Writes to file mappings created with the MAP_SHARED flag update the page cache pages, making the updated file contents immediately visible to other processes using the file, and eventually the cache pages will be flushed to disk updating the on-disk copy of the file.
Writes to file mappings created with the MAP_PRIVATE flag perform a copy on write, allocating a new local copy of the page to store the changes. These changes are not made visible to other processes, and do not update the on-disk copy of the file.
Note that this means writes to MAP_SHARED pages do not allocate additonal physical pages (the page was already faulted into the page cache by the read, and the data can be flushed back to the file if the physical page is needed elsewhere), but writes to MAP_PRIVATE pages do (the copy in the page cache and the local copy the program needs diverge, so two pages are needed to store them, and flushing the page cache copy back to disk won't free up the local copy of the changed contents).

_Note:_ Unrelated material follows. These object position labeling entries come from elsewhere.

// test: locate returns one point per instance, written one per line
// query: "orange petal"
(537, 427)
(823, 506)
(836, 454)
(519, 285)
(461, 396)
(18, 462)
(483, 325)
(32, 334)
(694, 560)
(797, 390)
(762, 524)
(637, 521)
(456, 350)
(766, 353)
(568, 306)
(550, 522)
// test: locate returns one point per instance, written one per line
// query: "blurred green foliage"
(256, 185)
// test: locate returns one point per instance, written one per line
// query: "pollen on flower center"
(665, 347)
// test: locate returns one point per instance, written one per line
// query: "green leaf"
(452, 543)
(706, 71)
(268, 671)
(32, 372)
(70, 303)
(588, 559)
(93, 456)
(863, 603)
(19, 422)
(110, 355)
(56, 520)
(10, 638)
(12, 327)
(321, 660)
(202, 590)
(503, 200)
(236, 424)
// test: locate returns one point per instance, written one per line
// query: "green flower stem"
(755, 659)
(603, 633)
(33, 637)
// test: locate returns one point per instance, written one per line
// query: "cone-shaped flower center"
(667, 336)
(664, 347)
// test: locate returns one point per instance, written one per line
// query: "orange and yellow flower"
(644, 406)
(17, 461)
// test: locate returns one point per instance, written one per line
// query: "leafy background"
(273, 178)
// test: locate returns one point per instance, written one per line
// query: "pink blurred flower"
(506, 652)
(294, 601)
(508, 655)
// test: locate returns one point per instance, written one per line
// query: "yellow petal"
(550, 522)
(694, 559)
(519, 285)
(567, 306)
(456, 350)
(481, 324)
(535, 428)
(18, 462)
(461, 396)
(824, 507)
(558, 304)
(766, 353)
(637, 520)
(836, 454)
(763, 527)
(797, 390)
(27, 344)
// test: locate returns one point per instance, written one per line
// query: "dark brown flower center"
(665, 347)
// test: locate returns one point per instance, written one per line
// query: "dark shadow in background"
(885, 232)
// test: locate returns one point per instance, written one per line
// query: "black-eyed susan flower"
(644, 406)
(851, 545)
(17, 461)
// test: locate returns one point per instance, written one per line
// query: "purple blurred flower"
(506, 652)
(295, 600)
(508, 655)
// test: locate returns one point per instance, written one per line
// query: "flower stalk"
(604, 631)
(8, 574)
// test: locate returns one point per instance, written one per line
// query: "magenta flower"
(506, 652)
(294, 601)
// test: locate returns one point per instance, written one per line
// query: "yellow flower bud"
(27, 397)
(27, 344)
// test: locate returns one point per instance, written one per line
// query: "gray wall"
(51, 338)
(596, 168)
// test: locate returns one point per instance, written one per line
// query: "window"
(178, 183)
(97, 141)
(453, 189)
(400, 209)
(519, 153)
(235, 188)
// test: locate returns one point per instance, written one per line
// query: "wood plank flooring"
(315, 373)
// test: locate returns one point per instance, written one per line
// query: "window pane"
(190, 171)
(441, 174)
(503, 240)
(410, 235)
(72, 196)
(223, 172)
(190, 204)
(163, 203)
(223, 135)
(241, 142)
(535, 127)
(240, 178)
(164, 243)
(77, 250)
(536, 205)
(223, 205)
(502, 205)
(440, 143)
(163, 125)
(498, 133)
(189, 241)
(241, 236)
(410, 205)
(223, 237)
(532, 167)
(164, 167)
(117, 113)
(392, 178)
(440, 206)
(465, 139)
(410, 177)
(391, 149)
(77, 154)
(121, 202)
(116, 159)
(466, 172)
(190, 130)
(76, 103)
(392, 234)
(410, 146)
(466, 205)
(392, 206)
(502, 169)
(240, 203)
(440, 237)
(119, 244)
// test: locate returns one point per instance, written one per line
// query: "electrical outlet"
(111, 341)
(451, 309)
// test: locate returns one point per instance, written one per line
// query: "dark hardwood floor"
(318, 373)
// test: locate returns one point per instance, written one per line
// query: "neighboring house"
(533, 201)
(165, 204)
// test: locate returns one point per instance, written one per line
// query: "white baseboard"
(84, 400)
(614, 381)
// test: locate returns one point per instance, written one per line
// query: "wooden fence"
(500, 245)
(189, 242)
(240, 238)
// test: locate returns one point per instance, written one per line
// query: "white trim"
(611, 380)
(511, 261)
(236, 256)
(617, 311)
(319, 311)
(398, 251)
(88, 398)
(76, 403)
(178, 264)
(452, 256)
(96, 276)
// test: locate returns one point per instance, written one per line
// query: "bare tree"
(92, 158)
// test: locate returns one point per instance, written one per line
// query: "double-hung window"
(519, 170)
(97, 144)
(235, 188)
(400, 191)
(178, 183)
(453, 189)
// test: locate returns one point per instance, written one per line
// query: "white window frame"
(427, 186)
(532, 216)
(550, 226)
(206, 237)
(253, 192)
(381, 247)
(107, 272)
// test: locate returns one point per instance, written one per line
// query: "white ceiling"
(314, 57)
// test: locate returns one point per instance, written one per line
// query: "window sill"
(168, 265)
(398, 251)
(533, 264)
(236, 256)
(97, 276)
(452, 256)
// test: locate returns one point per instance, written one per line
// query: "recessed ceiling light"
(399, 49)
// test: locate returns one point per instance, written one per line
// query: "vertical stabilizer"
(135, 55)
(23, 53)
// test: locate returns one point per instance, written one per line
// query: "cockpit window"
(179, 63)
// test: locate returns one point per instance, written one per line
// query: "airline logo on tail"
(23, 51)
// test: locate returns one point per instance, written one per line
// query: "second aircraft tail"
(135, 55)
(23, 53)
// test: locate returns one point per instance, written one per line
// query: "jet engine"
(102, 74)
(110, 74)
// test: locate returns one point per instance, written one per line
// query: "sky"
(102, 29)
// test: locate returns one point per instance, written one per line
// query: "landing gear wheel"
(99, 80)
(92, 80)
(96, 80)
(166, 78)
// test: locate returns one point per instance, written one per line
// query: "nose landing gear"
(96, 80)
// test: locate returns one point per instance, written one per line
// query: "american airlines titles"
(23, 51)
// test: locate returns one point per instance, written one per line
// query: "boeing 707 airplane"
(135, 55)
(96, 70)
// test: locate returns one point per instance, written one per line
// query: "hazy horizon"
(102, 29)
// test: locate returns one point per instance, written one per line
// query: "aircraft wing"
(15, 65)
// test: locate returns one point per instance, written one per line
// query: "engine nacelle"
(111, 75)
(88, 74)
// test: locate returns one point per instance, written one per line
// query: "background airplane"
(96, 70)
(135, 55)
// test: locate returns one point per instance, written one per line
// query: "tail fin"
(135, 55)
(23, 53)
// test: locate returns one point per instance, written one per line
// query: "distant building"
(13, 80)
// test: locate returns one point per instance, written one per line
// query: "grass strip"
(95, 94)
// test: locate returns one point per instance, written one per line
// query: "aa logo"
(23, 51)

The page cache is the kernel' cache of file contents. It's the main user of virtual memory that doesn't belong to a specific process.
See "What is a file backed mapping" and "What is free memory" for more info.
The CPU cache is a very small amount of very fast memory built into a processor, containing temporary copies of data to reduce processing latency.
The L1 cache is a tiny amount of memory (generally between 1k and 64k) wired directly into the processor that can be accessed in a single clock cycle. The L2 cache is a larger amount of memory (up to several megabytes) adjacent to the processor, which can be accessed in a small number of clock cycles. Access to uncached memory (across the memory bus) can take dozens, hundreds, or even thousands of clock cycles.
(Note that latency is the issue CPU cache addresses, not throughput. The memory bus can provide a constant stream of memory, but takes a while to start doing so.)
For details, see Ulrich Drepper's "What every programmer should know about memory, Part 2":
The TLB is a cache for the MMU. All memory in the CPU's L1 cache must have an associated TLB entry, and invalidating a TLB entry flushes the associated cache line(s).
The TLB is a small fixed-size array of recently used pages, which the CPU checks on each memory access. It lists a few of the virtual address ranges to which physical pages are currently assigned.
Accesses to virtual addresses listed in the TLB go directly through to the associated physical memory (or cache pages) without generating page faults (assuming the page permissions allow that category of access). Accesses to virtual addresses not listed in the TLB (a "TLB miss") trigger a page table lookup, which is performed either by hardware, or by the page fault handler, depending on processor type.
For details, see:
1995 interview with Linus Torvalds describing the i386, PPC, and Alpha TLBs:
A page fault handler is an interrupt routine, called by the Memory Management Unit in response an attempt to access virtual memory which did not immediately succeed.
When a program attempts to read, write, or execute memory in a page that hasn't got the appropriate permission bits set in its page table entry to allow that type of access, the instruction generates an interrupt. This calls the page fault handler to examines the registers and page tables of the interrupted process and determine what action to take to handle the fault.
The page fault handler may respond to a page fault in three ways:
The page fault handler can resolve the fault by immediately attaching a page of physical memory to the appropriate page table entry, adjusting the entry, and resuming the interrupted instruction. This is called a "soft fault".
When the fault handler can't immediately resolve the fault, it may suspend the interrupted process and switch to another while the system works to resolve the issue. This is called a "hard fault", and results when an I/O operation most be performed to prepare the physical page needed to resolve the fault.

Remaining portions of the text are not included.